Here are the results of the interval estimates for the coefficients. Each parameter has the mean estimate, the lower and upper bounds of the 95% confidence interval, and the width of the interval. The bootstrap intervals are a bit wider than the OLS intervals, possibly better capturing the uncertainty in this model based on not too many observations.

Parameter | mean | Lower BS | Upper BS | Lower OLS | Upper OLS | Diff Width^{1} |
---|---|---|---|---|---|---|

Intercept | 5.44 | 5.33 | 5.55 | 5.33 | 5.56 | −0.02 |

life_exp_sc | 0.51 | 0.30 | 0.70 | 0.35 | 0.70 | 0.04 |

corrupt_sc | −0.10 | −0.29 | 0.09 | −0.25 | 0.04 | 0.09 |

gdp_pc_sc | 0.46 | 0.18 | 0.76 | 0.24 | 0.64 | 0.18 |

^{1} Width of bootstrap estimate minus width of OLS estimate |

Let’s look more closely at the distributions for each coefficient. Standard statistical estimates assume a specific shape like the normal distribution. But with the bootstrap method, we have more flexibility, even though it often leans towards the assumed distribution. These distributions aren’t perfectly symmetrical like a normal distribution, but they suit our needs in that we can extract the lower and upper quantiles to create an interval estimate.

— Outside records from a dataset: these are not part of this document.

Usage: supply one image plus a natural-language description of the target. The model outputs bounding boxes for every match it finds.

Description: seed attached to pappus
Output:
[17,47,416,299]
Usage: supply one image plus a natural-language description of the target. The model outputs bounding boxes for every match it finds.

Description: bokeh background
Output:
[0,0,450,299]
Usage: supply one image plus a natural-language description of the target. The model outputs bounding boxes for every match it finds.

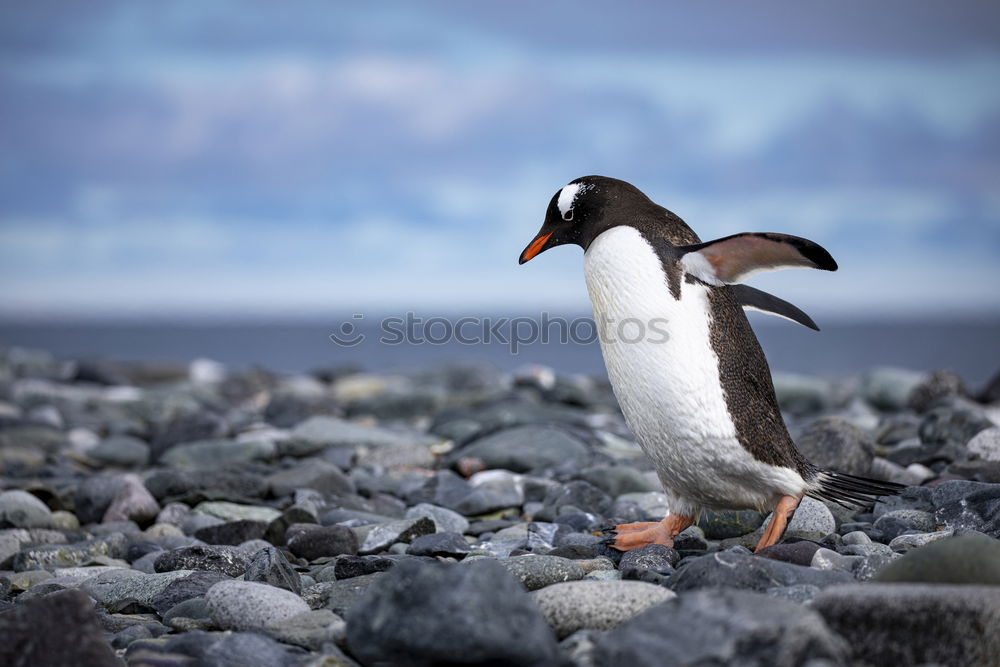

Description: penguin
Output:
[519,176,903,551]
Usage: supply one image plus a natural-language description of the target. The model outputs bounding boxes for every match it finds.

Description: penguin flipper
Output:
[727,285,819,331]
[677,232,837,284]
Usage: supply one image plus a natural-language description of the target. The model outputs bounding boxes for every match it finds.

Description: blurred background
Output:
[0,0,1000,382]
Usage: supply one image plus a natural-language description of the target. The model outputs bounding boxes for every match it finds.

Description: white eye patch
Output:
[556,183,582,218]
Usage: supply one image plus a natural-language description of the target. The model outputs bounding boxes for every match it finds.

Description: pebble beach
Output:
[0,348,1000,667]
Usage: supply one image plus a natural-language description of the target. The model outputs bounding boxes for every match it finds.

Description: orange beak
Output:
[517,232,552,264]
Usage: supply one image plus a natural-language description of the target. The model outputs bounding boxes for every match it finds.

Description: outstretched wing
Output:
[677,232,837,284]
[729,285,819,331]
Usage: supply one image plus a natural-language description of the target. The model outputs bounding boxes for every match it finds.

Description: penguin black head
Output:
[518,176,697,264]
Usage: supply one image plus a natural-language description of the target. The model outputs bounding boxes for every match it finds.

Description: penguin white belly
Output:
[584,226,807,515]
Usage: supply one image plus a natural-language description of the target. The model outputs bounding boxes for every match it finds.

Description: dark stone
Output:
[73,475,125,525]
[125,541,163,563]
[243,547,302,595]
[593,590,849,667]
[143,470,267,506]
[347,560,559,665]
[547,544,597,560]
[285,523,358,560]
[812,584,1000,665]
[194,519,268,546]
[445,426,587,472]
[333,556,399,581]
[756,540,821,567]
[406,532,471,558]
[698,510,764,540]
[535,479,611,521]
[153,545,250,577]
[670,551,854,593]
[795,417,875,475]
[202,632,302,667]
[0,590,121,667]
[264,505,316,547]
[150,571,229,618]
[618,544,681,572]
[932,481,1000,538]
[875,535,1000,586]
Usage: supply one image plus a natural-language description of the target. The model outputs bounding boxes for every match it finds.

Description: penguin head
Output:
[518,176,662,264]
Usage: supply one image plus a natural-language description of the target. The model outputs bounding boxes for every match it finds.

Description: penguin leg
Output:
[754,496,802,553]
[611,514,694,551]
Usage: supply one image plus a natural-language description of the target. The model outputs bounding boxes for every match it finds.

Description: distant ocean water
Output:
[0,315,1000,388]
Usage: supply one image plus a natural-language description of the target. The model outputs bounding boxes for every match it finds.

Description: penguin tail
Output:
[806,470,906,507]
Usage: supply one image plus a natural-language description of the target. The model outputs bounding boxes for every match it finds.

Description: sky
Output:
[0,0,1000,319]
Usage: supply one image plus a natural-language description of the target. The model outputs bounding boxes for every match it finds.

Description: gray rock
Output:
[812,584,1000,665]
[406,503,469,534]
[698,510,764,540]
[153,545,250,577]
[149,572,228,617]
[358,517,435,555]
[302,572,385,616]
[618,544,680,572]
[795,417,875,475]
[73,475,124,525]
[889,528,955,552]
[205,580,309,630]
[262,609,347,651]
[968,426,1000,461]
[347,560,559,665]
[932,482,1000,538]
[875,535,1000,586]
[594,590,849,667]
[500,554,587,591]
[267,459,356,497]
[535,480,612,521]
[755,496,837,540]
[194,519,269,546]
[202,632,301,667]
[285,523,358,560]
[80,569,193,610]
[580,465,660,498]
[670,551,854,593]
[531,581,675,639]
[0,590,121,667]
[906,370,969,412]
[101,475,160,523]
[194,501,281,523]
[291,415,433,456]
[0,490,55,528]
[446,426,587,472]
[919,403,994,448]
[13,533,128,571]
[406,532,471,558]
[160,440,277,470]
[860,368,927,412]
[87,435,149,468]
[243,546,302,595]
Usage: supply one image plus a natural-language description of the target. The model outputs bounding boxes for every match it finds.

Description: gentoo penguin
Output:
[520,176,902,550]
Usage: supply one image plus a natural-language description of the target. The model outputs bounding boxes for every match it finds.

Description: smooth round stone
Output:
[205,580,309,630]
[875,535,1000,586]
[531,581,676,639]
[406,503,469,533]
[87,435,149,467]
[841,530,872,545]
[499,554,587,591]
[0,490,55,528]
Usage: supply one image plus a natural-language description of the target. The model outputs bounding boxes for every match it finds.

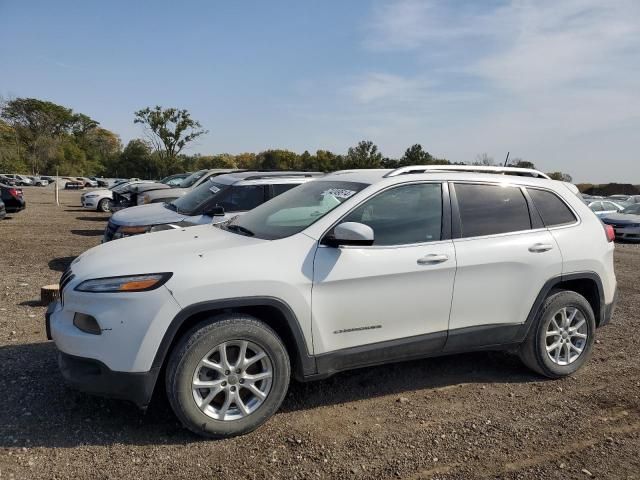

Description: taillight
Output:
[604,224,616,242]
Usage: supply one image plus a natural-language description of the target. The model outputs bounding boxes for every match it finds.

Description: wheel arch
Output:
[518,272,606,341]
[152,297,316,379]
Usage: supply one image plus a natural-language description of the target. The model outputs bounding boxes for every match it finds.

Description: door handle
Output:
[418,253,449,265]
[529,243,553,253]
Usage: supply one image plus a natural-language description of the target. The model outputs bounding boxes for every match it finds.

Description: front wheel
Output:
[520,291,596,378]
[166,314,291,438]
[98,198,111,213]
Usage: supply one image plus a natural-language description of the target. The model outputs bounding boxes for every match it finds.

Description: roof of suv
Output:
[212,170,324,185]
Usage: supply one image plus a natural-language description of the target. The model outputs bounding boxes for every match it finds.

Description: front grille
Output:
[59,267,75,305]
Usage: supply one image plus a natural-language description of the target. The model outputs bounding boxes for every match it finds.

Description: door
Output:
[447,183,562,340]
[312,183,456,360]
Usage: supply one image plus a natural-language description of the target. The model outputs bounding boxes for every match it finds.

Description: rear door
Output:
[447,183,562,349]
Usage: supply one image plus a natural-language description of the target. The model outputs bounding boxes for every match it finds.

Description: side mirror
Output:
[204,205,225,217]
[322,222,375,247]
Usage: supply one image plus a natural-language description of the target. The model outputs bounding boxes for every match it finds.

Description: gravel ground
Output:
[0,187,640,480]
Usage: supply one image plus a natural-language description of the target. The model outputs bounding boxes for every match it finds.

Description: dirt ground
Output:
[0,187,640,480]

The bootstrap is often used for predictions and other metrics. However, it is computationally inefficient, and might not be suitable with large data sizes. It also may not estimate the appropriate uncertainty for some types of statistics (e.g. extreme values) or in some data contexts (e.g. correlated observations). Despite these limitations, the bootstrap method is a useful tool and can be used together with other methods to understand uncertainty in a model.

### 6.11.2 Bayesian estimation

The **Bayesian** approach to modeling is many things - a philosophical viewpoint, an entirely different way to think about probability, a different way to measure uncertainty, and on a practical level, just another way to get model parameter estimates. It can be as frustrating as it is fun to use, and one of the really nice things about using Bayesian estimation is that it can handle model complexities that other approaches can’t do well.

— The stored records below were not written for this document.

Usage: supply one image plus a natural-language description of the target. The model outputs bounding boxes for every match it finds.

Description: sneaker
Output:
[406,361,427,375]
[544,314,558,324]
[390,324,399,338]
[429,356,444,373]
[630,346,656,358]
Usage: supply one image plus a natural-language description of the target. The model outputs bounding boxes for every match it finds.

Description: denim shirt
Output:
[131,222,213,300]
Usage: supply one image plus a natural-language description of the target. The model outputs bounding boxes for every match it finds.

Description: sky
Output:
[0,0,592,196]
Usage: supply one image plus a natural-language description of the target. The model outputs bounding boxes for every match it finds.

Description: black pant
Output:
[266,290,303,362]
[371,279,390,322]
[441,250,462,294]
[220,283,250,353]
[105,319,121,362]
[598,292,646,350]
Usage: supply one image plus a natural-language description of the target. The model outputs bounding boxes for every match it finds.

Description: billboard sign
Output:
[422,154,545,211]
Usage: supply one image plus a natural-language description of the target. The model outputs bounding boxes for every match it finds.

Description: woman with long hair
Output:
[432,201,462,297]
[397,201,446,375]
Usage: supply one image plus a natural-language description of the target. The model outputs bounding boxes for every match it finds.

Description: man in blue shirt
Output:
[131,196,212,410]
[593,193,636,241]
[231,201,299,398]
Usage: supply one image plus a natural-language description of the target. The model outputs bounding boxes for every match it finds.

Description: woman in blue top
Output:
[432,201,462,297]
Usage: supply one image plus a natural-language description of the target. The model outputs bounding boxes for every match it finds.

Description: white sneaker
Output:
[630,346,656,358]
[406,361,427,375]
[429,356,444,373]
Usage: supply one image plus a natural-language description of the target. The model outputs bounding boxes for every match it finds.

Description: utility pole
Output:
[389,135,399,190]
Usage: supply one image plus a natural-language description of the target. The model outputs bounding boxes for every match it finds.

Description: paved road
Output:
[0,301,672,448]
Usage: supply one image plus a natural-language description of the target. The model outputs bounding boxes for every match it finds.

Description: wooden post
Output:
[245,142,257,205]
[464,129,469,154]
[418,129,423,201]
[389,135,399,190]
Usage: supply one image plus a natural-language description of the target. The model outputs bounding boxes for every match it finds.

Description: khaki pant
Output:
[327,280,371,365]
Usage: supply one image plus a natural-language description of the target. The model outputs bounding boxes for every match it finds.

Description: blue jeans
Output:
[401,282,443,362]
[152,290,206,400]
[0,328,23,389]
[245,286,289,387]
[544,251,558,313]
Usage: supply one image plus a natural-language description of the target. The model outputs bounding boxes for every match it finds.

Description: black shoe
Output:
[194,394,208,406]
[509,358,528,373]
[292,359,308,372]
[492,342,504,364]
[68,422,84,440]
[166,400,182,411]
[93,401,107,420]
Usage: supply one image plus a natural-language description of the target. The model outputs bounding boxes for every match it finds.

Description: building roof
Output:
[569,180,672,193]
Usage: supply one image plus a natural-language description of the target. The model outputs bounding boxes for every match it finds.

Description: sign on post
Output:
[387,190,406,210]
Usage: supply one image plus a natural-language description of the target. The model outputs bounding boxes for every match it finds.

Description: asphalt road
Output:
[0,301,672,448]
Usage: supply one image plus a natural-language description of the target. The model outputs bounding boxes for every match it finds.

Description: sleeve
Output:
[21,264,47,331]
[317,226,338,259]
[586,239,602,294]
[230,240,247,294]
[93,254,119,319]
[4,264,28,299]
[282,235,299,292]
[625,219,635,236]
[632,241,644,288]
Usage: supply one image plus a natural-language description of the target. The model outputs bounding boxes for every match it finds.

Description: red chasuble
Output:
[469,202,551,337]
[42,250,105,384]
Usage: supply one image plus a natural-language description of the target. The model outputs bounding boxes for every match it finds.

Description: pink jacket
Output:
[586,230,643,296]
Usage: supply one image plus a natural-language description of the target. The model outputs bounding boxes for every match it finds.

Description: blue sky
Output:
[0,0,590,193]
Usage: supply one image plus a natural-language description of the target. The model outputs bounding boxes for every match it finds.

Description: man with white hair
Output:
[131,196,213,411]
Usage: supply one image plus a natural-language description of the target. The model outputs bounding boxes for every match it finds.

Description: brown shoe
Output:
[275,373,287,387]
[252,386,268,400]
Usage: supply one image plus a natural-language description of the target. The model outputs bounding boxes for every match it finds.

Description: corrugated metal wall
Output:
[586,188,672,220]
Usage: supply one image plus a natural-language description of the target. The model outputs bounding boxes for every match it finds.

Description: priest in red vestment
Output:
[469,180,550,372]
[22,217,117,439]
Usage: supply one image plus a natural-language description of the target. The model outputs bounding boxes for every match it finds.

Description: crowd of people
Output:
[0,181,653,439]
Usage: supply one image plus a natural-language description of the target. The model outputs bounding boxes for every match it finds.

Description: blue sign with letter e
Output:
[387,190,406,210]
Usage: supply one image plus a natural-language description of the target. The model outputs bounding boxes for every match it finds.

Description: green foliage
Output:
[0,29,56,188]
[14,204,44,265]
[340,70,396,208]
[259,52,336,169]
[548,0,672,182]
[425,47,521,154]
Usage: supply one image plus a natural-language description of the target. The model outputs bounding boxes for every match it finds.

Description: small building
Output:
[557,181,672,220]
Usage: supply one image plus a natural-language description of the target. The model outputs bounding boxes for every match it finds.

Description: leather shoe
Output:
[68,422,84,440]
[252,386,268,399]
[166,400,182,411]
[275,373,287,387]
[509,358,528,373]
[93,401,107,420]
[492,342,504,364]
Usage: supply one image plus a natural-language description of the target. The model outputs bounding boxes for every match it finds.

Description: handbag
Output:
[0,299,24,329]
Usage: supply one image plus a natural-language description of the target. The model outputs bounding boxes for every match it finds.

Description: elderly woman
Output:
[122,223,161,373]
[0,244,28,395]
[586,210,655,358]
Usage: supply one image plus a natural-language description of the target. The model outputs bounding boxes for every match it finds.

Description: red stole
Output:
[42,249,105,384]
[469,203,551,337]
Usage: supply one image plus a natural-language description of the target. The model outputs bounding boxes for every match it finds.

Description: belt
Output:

The basis of Bayesian estimation is the **likelihood**, the same as with maximum likelihood, and everything we did there applies here. So you need a good grasp of maximum likelihood to understand the Bayesian approach. However, the Bayesian approach is different because it also lets us use our knowledge about the parameters through **prior distributions**. For example, we may think that the coefficients for a linear model come from a normal distribution centered on zero with some variance. That would serve as our prior. The combination of a prior distribution with the likelihood results in the **posterior distribution**, which is a *distribution* of possible parameter values.

#### Example

Let’s do a simple example to show how this comes about. We’ll use a binomial model where we have penalty kicks taken for a soccer player, and we want to estimate the probability of the player making a goal, which we’ll call \(\theta\). For our prior distribution, we’ll use a beta distribution that has a mean of 0.5, suggesting that we think this person would have about a 50% chance of converting the kick on average. For the likelihood, we’ll use a binomial distribution. We also use this in our GLM chapter (Equation 7.1), which, as we noted earlier, is akin to using the log loss (Section 6.9.2).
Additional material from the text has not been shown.